# what the hell?



## JohnnyReb (Jul 3, 2006)

my butts came out tough

i pulled em at 190 and they wouldnt pull for hel;

i currrently have them in the crock pot for tomorrow, they have a nice smokey flavor but i feel so violated by resorting to such infedel practices


----------



## WalterSC (Jul 3, 2006)

crazyhorse said:
			
		

> my butts came out tough
> 
> i pulled em at 190 and they wouldnt pull for hel;
> 
> i currrently have them in the crock pot for tomorrow, they have a nice smokey flavor but i feel so violated by resorting to such infedel practices



Exactally how did you do them ??


----------



## JohnnyReb (Jul 3, 2006)

i cooked em at 220, a couple times the temp spiked to 300 

but should that make a difference?


used an instant read therm and pulled them at 190 and the butts were no where near pulling material

i have them in the sacriligious crock pot now as we speak, im gonna lose so much credibility for that statement  #-o  #-o 

i have done pulled pork before and it is in by no way hard, but how did i screw this up?


----------



## WalterSC (Jul 3, 2006)

crazyhorse said:
			
		

> i cooked em at 220, a couple times the temp spiked to 300
> 
> but should that make a difference?
> 
> ...


----------



## Finney (Jul 4, 2006)

Crazyhorse, I've had a butt do me that way recently.  Meat therm said it was at 200* but the meat just 'felt' tight.  It never 'broke'.  I just chaulked it up to being a bad butt.  It had a lot of 'white'/ lean meat in it.
I just pulled it into shorter pieces than normal and sauced it up with a lite vinegar sauce and served it up.  (nothing else I could do)  It tasted great to everyone that eat it.  :dunno:


----------



## Nick Prochilo (Jul 4, 2006)

Crazyhorse, is your instant read reading right? Check the thermometer.


----------



## LarryWolfe (Jul 4, 2006)

First thing I'd check is the thermometers, both the pit and the meat thermometers.  Did you check the temp in different spots of the butt?  Could you have possibly had the therm on the bone?  Those are some variables, but like Finney said you may have just had a bad or very lean butt.  I've had one bad butt.  It was a boneless from Costco, but it was the opposite of yours.  This was was very greasy and had big veins inside of it.


----------



## Pigs On The Wing BBQ (Jul 4, 2006)

The only WAG I can come up with is the butt never got up to temp. 190 is a little low in my book. I polk them with my finger, If they shake like Jello, There done. Just anouther reason why a thermometer can get you into trouble. :!:


----------



## Guest (Jul 4, 2006)

Pigs On The Wing BBQ said:
			
		

> The only WAG I can come up with is the butt never got up to temp. 190 is a little low in my book. I polk them with my finger, If they shake like Jello, There done. *Just anouther reason why a thermometer can get you into trouble.* :!:


----------



## Bill The Grill Guy (Jul 4, 2006)

I pull at 205* and let rest for a while before pullng.


----------



## JohnnyReb (Jul 4, 2006)

i usually pull off at 205* but i was rushin it  8-[ 

from now on i will pull no swine before its time


----------



## john pen (Jul 4, 2006)

I pull at 195....then foil and rest at least a couple hours..haven't had a problem yet, but like others have said, might have been a nasty ole' butt...


----------



## Guest (Jul 4, 2006)

JamesB said:
			
		

> Just to add to what the others have said... It wouldn't hurt a bit to raise the pit temp a bit too... I prefer to cook butts at ~ 250° at 220° (as my friend Bigwheel would say) your just warming them to death...
> 
> James.


Well, I hate to disagree with the "Wheel", and you too, James, butt, I get my best results by warming it to death.  220º works great for me even though it takes 20 hours +/- to cook 7.5 pounders.

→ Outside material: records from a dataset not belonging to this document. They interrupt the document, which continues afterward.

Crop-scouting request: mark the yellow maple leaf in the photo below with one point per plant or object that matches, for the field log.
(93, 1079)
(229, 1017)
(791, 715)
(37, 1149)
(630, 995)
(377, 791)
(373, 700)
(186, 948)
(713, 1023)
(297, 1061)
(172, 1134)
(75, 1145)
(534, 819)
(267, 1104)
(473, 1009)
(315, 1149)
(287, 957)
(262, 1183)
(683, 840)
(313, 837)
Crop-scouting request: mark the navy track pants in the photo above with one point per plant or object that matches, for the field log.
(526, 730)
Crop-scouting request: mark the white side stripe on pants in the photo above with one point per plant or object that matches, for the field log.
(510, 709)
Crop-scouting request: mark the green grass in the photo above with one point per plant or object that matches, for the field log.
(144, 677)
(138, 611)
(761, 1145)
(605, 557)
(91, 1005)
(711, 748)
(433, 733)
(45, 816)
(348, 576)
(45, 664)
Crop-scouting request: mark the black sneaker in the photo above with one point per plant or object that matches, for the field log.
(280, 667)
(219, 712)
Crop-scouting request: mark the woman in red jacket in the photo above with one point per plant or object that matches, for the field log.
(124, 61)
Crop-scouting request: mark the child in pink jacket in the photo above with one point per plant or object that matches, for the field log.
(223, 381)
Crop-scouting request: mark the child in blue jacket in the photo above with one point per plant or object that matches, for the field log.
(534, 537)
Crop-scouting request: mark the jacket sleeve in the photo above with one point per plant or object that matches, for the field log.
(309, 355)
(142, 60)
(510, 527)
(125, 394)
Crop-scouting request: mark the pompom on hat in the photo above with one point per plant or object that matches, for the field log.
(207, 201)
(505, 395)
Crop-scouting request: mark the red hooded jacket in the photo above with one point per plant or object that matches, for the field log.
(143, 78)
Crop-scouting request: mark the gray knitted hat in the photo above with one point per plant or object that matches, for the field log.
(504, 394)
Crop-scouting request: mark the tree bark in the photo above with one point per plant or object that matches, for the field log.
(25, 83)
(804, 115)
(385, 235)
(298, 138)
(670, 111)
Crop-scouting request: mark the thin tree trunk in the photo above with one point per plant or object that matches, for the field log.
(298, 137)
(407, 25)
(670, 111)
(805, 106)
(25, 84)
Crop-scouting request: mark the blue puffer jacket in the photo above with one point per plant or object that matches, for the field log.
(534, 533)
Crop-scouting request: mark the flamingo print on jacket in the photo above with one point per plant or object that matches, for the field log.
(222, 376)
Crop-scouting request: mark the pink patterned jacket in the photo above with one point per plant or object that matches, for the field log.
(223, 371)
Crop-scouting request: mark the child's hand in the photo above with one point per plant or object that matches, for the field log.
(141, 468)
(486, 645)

Oh, and I like 200 to 205º but I'll accept 195º for finished product.


----------



## cleglue (Jul 4, 2006)

john pen said:
			
		

> I pull at 195....then foil and rest at least a couple hours..haven't had a problem yet, but like others have said, might have been a nasty ole' butt...



I also do it this way.  I haven't had a problem with it pulling....YET...either...but only time will tell.


----------



## Guest (Jul 4, 2006)

bige1 said:
			
		

> Just remember our universal motto: *low and SLOW* ...........BIG"E"


"Yeah baby!!" in your best Dick Vitale impression.


----------



## ScottyDaQ (Jul 4, 2006)

The Joker said:
			
		

> bige1 said:
> 
> 
> 
> ...



I thought that was Austin Powers?  :grin:


----------



## Finney (Jul 4, 2006)

ScottyDaQ said:
			
		

> The Joker said:
> 
> 
> 
> ...


Different accent. #-o


----------



## Guest (Jul 4, 2006)

JamesB said:
			
		

> The Joker said:
> 
> 
> 
> ...


Well... LOL ~ just like Bigwheel starts all his posts... ~ I agree. It's all about what works for you.   I just wanted to throw my thought in the mix.


----------



## DATsBBQ (Jul 5, 2006)

I wait till they get to atleast 195, like 200 better and then rest for at least and hout. Always works for me.
Dave


----------



## wittdog (Jul 5, 2006)

brian j said:
			
		

> i still think you have a problem with your instant read.  did you ever check it?
> 
> whether it was cooked at 200 or 250 and whether it was brought up to 190 or 205 shouldn't matter all that much.  it should have still pulled about.


Not to cause any problems but....Ive pulled butts at 185*-190 and have had problems pulling them....I now wait to 195* and let them rest for a couple of hours foiled.....No longer any problems....


----------